Setelah masa orde baru, masa pembangunan industri di Indonesia adalah masa reformasi sampai dengan sekarang. Sektor industri  dihadapkan pada tantangan besar untuk tetap bertahan dan terus berkembang pada masa-masa krisis ekonomi. Selain tantangan globalisasi dan liberalisasi perdagangan, perubahan sistem pemerintahan sentralisasi menjadi desentralisasi menjadi alasan kuat terbitnya Undang-Undang No. 3 Tahun 2014    tentang Perindustrian. Keterlibatan semua stakeholder dari pemerintah pusat, pemerintah provinsi dan pemerintah kabupaten/kota dalam pembangunan dan pelaksanaan kebijakan perindustrian adalah spirit yang melandasi Undang-Undang No. 3 Tahun 2014.

Undang-Undang No. 3 Tahun 2014 tentang Perindustrian adalah politik hukum dalam pembangunan Industri dengan tetap menjamin aspek keamanan, keselamatan, dan kesehatan manusia serta kelestarian fungsi lingkungan hidup.

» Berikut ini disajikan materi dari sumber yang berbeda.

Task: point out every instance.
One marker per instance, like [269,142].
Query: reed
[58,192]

Pokok-pokok pengaturan dalam Undang-Undang No. 3 Tahun 2014 meliputi penyelenggaraan urusan pemerintahan di bidang Perindustrian, Rencana Induk Pembangunan Industri Nasional, Kebijakan Industri Nasional, perwilayahan Industri, pembangunan sumber daya Industri, pembangunan sarana dan prasarana Industri, pemberdayaan Industri, tindakan pengamanan dan penyelamatan Industri, perizinan, penanaman modal bidang Industri dan fasilitas, Komite Industri Nasional, peran serta masyarakat, serta pengawasan dan pengendalian.

Undang-Undang No. 3 Tahun 2014 mampu membawa pembangunan industri Indonesia ke arah yang lebih baik. Hal ini terbukti dengan perkembangan sektor industri di Indonesia yang sudah mulai membaik pada awal tahun 2016. Berdasarkan data yang dirilis United Nations Statistics Division pada tahun 2016, Indonesia menempati peringkat keempat dunia dari 15 negara yang industri manufakturnya memberikan kontribusi terhadap PDB lebih dari 10%. Sektor industri Indonesia mampu menyumbang PDB hingga mencapai 22 %. Angka tersebut terbesar setelah Korea Selatan (29 %), Tiongkok (27 %), dan Jerman (23 %). Pada tahun 2017, Industri pengolahan nonmigas memberikan kontribusi terbesar terhadap PDB nasional pada triwulan III tahun 2017 dengan mencapai 17,76%. Kontribusi ini lebih tinggi dibanding sektor lainnya, seperti pertanian, kehutanan, dan perikanan yang menyumbangkan sekitar 13,96 %, perdagangan 12,98 %, serta konstruksi 10,26%. (http://www.kemenperin.go.id/artikel/18379/Capai-5,49- Persen,-Pertumbuhan-Industri-Kembali-Meroket-di-atas- Perekonomian).

Berdasarkan perkembangan sektor industri dari awal kemerdekaan sampai dengan saat ini, dapat kita simpulkan bahwa sektor industri adalah adalah motor penggerak dan memiliki peran strategis terhadap perekonomian nasional.